"Yes, but you will convey the infection to your relatives."

"I will not leave the room, doctor," said Joseph resolutely. "No inmate of the palace shall receive the infection through me. I myself will be Isabella's nurse until—"

He could speak no more; he covered his face with his hands, and his tears fell in showers over the pillow of his unconscious wife.

Van Swieten opposed him no longer. He was suffered to remain, nursing the archduchess with a love that defied all fatigue.

Of all this Isabella was ignorant. Her large, staring eyes were fixed upon her tender guardian, but she knew him not; she spoke to him in words of burning tenderness, such as never before had fallen from her lips; but while she poured out her love, she called him by another name, she called him Riccardo—and while she told him that he was dearer to her than all the world beside, she warned him to beware of her father. Sometimes, in her delirium, she saw a bloody corpse beside her, and she prayed to die by its side.
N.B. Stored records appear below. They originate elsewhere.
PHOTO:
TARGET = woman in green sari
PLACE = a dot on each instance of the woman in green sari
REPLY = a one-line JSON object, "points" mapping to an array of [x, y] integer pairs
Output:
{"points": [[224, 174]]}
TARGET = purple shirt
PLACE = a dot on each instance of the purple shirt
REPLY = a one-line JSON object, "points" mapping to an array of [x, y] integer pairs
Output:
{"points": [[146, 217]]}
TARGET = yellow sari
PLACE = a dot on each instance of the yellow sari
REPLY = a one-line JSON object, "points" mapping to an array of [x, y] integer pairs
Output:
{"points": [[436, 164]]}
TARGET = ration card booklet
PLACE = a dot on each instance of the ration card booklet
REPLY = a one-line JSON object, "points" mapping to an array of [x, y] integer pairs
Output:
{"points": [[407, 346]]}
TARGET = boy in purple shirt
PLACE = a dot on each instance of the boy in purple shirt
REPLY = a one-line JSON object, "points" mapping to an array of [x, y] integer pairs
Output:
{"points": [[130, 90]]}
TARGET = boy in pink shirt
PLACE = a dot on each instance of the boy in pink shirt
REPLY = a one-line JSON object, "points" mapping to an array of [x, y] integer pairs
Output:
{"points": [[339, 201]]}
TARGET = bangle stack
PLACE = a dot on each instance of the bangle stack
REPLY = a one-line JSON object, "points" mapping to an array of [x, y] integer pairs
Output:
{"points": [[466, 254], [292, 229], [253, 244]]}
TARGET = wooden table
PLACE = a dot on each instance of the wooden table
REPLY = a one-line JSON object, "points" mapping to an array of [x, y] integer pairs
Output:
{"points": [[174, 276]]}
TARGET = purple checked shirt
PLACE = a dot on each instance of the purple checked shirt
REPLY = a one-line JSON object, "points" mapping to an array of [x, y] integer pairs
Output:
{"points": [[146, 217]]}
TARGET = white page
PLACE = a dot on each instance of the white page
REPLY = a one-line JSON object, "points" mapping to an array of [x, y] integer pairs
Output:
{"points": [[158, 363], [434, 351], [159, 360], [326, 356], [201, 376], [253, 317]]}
Then she seemed to listen to another voice, and her little hands were clasped in agony, while, exhausted with the horror of the vision, she murmured, "Three years! three years! O God, what martyrdom! In three years we meet again!"

Her husband heeded not her wild language, he listened to the music of her voice. That voice was all that was left to remind him of his once beautiful Isabella; it was still as sweet as in the days when her beauty had almost maddened him—that beauty which had flown forever, and left its possessor a hideous mass of blood and corruption.

On the sixth day of her illness Isabella recovered from her delirium. She opened her eyes and fixed them upon her husband with a look of calm intelligence. "Farewell, Joseph!" said she softly. "Farewell! It is over now, and I die."

"No, no, darling, you will not die," cried he, bursting into tears. "You would not leave me, beloved, you will live to bless me again."

"Do not sorrow for me," said she. "Forgive and forget me." As Joseph, overcome by his emotion, made no reply, she repeated her words with more emphasis: "Forgive me, Joseph, say that you forgive me, for otherwise I shall not die in peace."

"Forgive thee!" cried he. "I forgive thee, who for three years hast made my life one long sunny day!"